Hoge Raad, 31-01-2014, ECLI:NL:HR:2014:203, 13/03594
Hoge Raad, 31-01-2014, ECLI:NL:HR:2014:203, 13/03594
Gegevens
- Instantie
- Hoge Raad
- Datum uitspraak
- 31 januari 2014
- Datum publicatie
- 31 januari 2014
- ECLI
- ECLI:NL:HR:2014:203
- Zaaknummer
- 13/03594
Inhoudsindicatie
HR: 81.1 RO.
Uitspraak
Nr. 13/03594
31 januari 2014
Arrest
gewezen op het beroep in cassatie van [X] te [Z], België (hierna: belanghebbende) tegen de uitspraak van het Gerechtshof ’s-Hertogenbosch van 12 juli 2013, nr. 12/00508, op het hoger beroep van belanghebbende tegen een uitspraak van de Rechtbank te Breda (nr. AWB 12/783) betreffende een beschikking als bedoeld in artikel 8a van de Algemene wet inkomensafhankelijke regelingen.
1 Geding in cassatie
Belanghebbende heeft tegen ’s Hofs uitspraak beroep in cassatie ingesteld en daarbij een aantal klachten aangevoerd.
De Staatssecretaris van Financiën heeft een verweerschrift ingediend.
Belanghebbende heeft een conclusie van repliek ingediend.
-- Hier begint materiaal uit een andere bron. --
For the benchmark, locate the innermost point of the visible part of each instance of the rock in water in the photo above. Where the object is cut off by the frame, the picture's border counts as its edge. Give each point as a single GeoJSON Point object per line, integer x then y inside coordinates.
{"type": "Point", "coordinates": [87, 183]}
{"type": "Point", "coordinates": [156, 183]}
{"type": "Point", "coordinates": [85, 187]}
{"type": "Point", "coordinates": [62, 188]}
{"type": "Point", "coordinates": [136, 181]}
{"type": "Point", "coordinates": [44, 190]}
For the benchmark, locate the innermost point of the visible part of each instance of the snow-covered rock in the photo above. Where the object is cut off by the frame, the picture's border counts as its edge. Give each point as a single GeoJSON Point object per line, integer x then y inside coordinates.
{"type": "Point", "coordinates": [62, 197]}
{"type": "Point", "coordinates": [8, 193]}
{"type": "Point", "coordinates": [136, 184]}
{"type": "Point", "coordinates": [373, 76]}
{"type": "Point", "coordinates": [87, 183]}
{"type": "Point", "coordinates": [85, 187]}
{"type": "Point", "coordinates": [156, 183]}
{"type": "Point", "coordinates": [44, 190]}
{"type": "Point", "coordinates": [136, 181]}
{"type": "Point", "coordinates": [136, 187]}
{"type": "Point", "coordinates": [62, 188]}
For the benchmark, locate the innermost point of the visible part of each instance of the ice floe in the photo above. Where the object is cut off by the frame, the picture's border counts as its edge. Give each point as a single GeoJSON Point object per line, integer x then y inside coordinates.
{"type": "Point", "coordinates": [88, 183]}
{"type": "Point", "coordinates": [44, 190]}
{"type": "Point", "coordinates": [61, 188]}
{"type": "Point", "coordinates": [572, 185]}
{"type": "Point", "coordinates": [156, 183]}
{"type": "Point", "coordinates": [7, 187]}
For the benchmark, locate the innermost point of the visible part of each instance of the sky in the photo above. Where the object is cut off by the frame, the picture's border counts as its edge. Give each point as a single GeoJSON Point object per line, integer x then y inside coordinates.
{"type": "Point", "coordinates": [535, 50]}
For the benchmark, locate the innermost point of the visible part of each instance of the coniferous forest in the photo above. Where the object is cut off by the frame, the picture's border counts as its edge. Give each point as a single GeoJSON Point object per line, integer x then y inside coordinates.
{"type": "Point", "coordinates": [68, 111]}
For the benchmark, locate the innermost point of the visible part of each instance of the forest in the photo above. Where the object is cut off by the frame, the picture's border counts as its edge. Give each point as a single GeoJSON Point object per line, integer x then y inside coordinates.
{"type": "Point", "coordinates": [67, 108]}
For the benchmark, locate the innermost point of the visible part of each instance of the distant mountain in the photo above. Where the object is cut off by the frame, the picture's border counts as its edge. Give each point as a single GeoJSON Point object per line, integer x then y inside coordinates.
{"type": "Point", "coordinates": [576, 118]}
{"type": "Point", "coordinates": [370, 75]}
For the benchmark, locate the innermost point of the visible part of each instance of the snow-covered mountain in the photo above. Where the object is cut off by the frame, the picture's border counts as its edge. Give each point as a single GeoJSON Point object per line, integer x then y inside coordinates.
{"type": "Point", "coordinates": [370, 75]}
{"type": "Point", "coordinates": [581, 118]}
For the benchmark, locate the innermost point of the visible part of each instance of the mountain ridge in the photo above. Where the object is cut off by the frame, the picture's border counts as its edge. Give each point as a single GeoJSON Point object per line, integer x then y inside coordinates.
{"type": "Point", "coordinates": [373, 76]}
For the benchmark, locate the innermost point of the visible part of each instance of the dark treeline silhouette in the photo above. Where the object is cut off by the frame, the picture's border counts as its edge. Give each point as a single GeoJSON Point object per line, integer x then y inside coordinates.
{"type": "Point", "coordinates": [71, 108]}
2 Beoordeling van de klachten
De klachten kunnen niet tot cassatie leiden. Dit behoeft, gezien artikel 81, lid 1, van de Wet op de rechterlijke organisatie, geen nadere motivering, nu de klachten niet nopen tot beantwoording van rechtsvragen in het belang van de rechtseenheid of de rechtsontwikkeling.
3 Proceskosten
De Hoge Raad acht geen termen aanwezig voor een veroordeling in de proceskosten.